During tumor progression, a change in balance between angiogenesis stimulators and inhibitors and especially vascular endothelial growth factor induces capillary sprouts from the microvasculature (11, 110). These stimuli result in increased vascular permeability, accumulation of extravascular fibrin, and local proteolytic degradation of the basement membrane (7). Activated platelets and macrophages secrete growth factors, cytokines, proteases, and protease inhibitors that further influence this process. As vessels sprout, endothelial progenitor cells, cancer stem cells, and tumor cells can all be recruited to the new vessel, influencing the overall function (11). In addition to sprouting, the microvasculature also remodels via intussusception, although much less is known in comparison to angiogenesis (111). Intussusception involves the formation of interstitial columns in existing lumens that are invaded by periendothelial cells and expand to partition the lumen (Table 1).
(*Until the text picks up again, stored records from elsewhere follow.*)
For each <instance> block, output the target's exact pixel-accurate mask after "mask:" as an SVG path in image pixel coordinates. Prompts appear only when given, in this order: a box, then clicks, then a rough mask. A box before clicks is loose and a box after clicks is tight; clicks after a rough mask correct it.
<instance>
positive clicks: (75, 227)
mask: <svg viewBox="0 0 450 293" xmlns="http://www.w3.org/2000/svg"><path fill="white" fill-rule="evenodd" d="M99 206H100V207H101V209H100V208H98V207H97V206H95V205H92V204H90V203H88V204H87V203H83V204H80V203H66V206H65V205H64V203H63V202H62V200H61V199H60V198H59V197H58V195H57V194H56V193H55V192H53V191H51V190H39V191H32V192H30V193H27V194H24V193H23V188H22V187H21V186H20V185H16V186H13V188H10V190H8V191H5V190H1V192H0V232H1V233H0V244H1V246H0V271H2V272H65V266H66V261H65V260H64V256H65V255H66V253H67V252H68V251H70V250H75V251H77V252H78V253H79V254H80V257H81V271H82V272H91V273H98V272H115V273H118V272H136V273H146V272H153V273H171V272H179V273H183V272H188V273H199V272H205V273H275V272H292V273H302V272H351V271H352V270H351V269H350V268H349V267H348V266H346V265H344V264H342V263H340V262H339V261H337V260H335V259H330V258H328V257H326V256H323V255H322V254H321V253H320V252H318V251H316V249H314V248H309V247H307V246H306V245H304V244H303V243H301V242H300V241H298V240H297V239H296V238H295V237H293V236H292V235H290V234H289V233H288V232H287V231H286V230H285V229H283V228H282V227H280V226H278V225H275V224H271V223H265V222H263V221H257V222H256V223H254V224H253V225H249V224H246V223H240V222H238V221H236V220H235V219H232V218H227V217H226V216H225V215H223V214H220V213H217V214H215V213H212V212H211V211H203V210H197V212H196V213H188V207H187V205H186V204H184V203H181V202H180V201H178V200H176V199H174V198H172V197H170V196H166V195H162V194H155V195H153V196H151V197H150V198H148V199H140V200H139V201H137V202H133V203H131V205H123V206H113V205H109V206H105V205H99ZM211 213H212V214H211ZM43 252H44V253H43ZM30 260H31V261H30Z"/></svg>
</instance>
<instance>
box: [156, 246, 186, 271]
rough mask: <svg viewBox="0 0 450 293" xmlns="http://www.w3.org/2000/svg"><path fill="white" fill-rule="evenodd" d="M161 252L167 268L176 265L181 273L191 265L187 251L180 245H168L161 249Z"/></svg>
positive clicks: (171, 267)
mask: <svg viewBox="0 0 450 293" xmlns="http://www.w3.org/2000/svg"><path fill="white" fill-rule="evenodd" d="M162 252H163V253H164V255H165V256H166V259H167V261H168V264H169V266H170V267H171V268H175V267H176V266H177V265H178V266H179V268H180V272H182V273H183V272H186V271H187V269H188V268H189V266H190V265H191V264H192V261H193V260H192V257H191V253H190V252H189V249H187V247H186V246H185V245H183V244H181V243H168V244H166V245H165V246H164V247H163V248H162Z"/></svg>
Psoriasis/Rheumatoid Arthritis

Psoriasis is known by the formation of thickened scaly plaques, itching, and inflammation, typically on the scalp, elbows, knees, and back. While characterized by an excessive proliferation of keratinocytes, the earliest detectable morphological change in psoriasis involves the dilation, increased permeability, and changes to the tortuosity of microvasculature in the papillary dermis as well as angiogenesis (112). It is thought that the larger microvasculature also facilitates T cell trafficking to maintain the plaque and provides increased blood flow (112). Rheumatoid arthritis is known by synovial inflammation and the occlusion of the microvasculature. The entire synovium becomes enlarged (hypertrophic) and heavily vascularized (hypervascular). Within the synovium, synoviocytes secrete increased levels of inflammatory and chemotactic factors, and significant population increases of lymphocytes, natural killer cells, synovial B cells, dendritic cells, and polymorphonuclear cells are observed (113) (Table 1).

Vascular Malformations

Vascular formations are a collection of disorders (114) characterized by abnormal blood vessel growth; although present at birth, they become apparent at different ages. Canonically, they are thought to occur from arrested development of vessels at various stages of embryogenesis (115). They have the potential to grow and proliferate from internal stimuli such as menstruation, pregnancy, and hormonal release or external stimuli such as trauma or surgery. These formations can be associated with coagulopathy due to stasis of blood within the structures, which is known as localized intravascular coagulopathy. However, much remains to be learned about the origin and progression of these formations, especially in regard to the microvasculature.

TEAMWORK MAKES THE DREAM WORK

In vitro microvasculature technologies have generated a significant amount of enthusiasm from many biomedical researchers as they can answer numerous questions in hematology, oncology, vessel biology, and infectious disease. Our hope is that this article serves as a springboard for new collaborations between biomedical researchers and engineers that ultimately lead to groundbreaking cures for many microvascular disorders.